Sementara itu, menurut Kepala Riset PT Kuo Capital Rahardja Edwin A. Sinaga, kenaikan indeks yang masih berlanjut berkat dukungan beberapa berita positif pasar, seperti keluarnya Indonesia dari negara pencucian uang, publikasi laporan keuangan emiten 2004 yang tumbuh positif, perbaikan peringkat kredit perbankan oleh Fitch, serta pertumbuhan ekonomi Indonesia 2004 sebesar 5,13 persen.
Edwin menilai, meski kondisi bursa rawan adanya aksi ambil untung peluang indeks untuk kembali menguat ke level 1.075-1.082 masih terbuka. “Kalaupun ada koreksi, penurunan indeks akan terjaga di kisaran 1.058-1.067, katanya.

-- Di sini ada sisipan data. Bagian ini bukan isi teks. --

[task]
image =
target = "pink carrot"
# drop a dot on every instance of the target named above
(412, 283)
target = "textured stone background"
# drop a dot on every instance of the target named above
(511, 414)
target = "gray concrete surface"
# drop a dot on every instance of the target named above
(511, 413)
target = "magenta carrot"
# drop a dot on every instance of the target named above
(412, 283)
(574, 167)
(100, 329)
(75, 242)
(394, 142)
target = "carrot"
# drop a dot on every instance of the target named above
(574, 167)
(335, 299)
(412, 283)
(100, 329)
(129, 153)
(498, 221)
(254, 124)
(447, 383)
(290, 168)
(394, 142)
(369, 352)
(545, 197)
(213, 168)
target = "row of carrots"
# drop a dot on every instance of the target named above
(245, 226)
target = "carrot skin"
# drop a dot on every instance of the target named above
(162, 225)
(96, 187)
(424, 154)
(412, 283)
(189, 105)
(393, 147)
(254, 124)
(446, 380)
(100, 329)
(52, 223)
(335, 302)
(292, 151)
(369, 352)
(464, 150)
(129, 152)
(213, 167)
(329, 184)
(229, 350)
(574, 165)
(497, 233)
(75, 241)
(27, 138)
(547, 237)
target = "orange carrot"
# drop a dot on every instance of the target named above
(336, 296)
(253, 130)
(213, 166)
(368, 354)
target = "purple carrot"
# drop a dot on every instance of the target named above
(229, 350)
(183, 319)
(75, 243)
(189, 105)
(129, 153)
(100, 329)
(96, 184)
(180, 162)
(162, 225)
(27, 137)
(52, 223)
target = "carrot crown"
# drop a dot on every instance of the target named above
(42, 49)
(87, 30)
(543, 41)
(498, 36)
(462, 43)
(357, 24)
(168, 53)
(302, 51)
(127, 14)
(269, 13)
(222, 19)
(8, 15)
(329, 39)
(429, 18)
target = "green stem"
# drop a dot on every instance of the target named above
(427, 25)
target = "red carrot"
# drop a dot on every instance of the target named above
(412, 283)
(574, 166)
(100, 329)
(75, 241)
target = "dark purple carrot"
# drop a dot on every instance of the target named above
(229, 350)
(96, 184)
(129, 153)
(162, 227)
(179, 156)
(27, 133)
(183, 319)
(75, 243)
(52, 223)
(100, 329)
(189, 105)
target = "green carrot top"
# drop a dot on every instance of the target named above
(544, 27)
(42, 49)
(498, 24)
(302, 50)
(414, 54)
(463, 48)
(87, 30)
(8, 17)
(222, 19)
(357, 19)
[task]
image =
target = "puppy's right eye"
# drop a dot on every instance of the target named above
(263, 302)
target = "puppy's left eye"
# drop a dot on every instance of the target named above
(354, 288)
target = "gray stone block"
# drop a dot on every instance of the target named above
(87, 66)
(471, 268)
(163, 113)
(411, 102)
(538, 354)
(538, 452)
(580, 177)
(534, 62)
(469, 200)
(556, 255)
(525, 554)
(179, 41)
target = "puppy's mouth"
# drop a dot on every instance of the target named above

Berbeda dengan indeks yang kemarin mengalami kembali mencatat rekor tertinggi baru dan ditutup naik 6,245 poin (0,585 persen) menjadi 1.073,445, kurs rupiah justru terus terpuruk di level Rp 9.290 per dolar AS atau melemah 25 poin dari sebelumnya Rp 9.265 per dolar AS.
Analis treasury bank asing di Jakarta mengatakan, nasib rupiah kini tergantung dari Bank Indonesia untuk menjaga agar rupiah tidak terus terpuruk melewati Rp 9.300 per dolar AS. ”Jika level ini tembus, dolar akan terus melambung,” katanya.